Как в мастерской живописца накапливаются холсты с набросками будущих сюжетов, а в фотолаборатории – зеркальные пластинки с негативами, которые будут в дальнейшем проявлены, отпечатаны и в виде портретов экспонированы в выставочных салонах, где зрители, переходя из зала в зал, смогут встречаться с одним и тем же лицом в новых ситуациях, в окружении тех же или новых лиц, так и в повествовательной ткани первой части романа собираются зерна лейтмотивов, которые будут разработаны по ходу дальнейшего развития действия. Подобно одной и той же фотографии, выставляемой в разных музейных экспозициях с меняющимися тематическими названиями, словесный портрет в романе становится экфразисом – выражением толкований, исходящих от всё новых созерцателей. В пределах романного контекста внутреннее сходство лица и личности может долго оставаться неразгаданным. Экспрессивно-импрессивная и диалогическая природа экфразисного нарратива позволяет автору-повествователю пользоваться пространственно-временной перспективой и многопланной композицией целого так, что раз возникшие моменты наиболее проницательных истолкований того, «что это значит», будут вновь уходить вглубь текста, а затем перевозникать транспонированными в других эпизодах, в других смысловых интерпретациях. Фотография Настасьи Филипповны перевозникает из ситуации в ситуацию, представленная то как «заместительница» оригинала, то повторно ре-презентированная и истолкованная как портрет ее характера, то как портрет ее души, и наконец – как аналог и близкое подобие картин, авторами которых являются знаменитые живописцы.
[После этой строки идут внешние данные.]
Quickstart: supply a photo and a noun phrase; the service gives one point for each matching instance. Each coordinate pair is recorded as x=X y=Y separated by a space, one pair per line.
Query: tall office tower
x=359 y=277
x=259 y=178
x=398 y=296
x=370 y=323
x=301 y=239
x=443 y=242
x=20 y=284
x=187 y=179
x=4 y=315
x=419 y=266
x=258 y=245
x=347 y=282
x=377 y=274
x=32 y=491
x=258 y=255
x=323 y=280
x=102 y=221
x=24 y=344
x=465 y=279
Посланный генеральшей за портретом Настасьи Филипповны, Лев Николаевич Мышкин (путем авторских аллюзий имплицитно уже уподобленный Дон Кихоту, рыцарю Львов и рыцарю Печального Образа), не доходя до гостиной, останавливается у окна, вновь вглядывается в портрет и возвращает жизнь лицу, застывшему на фотографии, путем двигательного порыва: разворачивая изображение лицом к свету, он подносит к губам и целует фотографию, словно желая оживить «спящую красавицу» [85] . В этот миг он, подобно Дон Кихоту, «рыцарю Печального Образа», приносит обет верного служения чему-то «непостижному уму» – тому, что приоткрывается ему при созерцании портрета. Но сила душевного порыва не отражется на его физических движениях, жестах и мимике: когда через минуту с портретом в руках он возвратился в гостиную Епанчиных, «лицо его было совершенно спокойно» (68).
85
В культурном обиходе посетителей музеев и выставок XIX века «Спящей красавицей» назывался слепок с головы мадам Дю Барри. Параллели и перекличку экфразисов: мадам Дю Барри и Настасья Филипповна на смертном ложе – нож гильотины – нож убийцы – смерть и смертная казнь проходят через повествование второй, третьей и четвертой частей (молитва Лебедева за умершую под ножом гильотины Дю Барри – нож на столе Рогожина, – нож, заложенный в книгу, брошенный в ящик письменного стала, а затем занесенный над князем: нож, о котором думает Настасья Филиповпа, глядя на Рогожина; нож, спрятанный в ящик и вынутый оттуда в ночь убийства).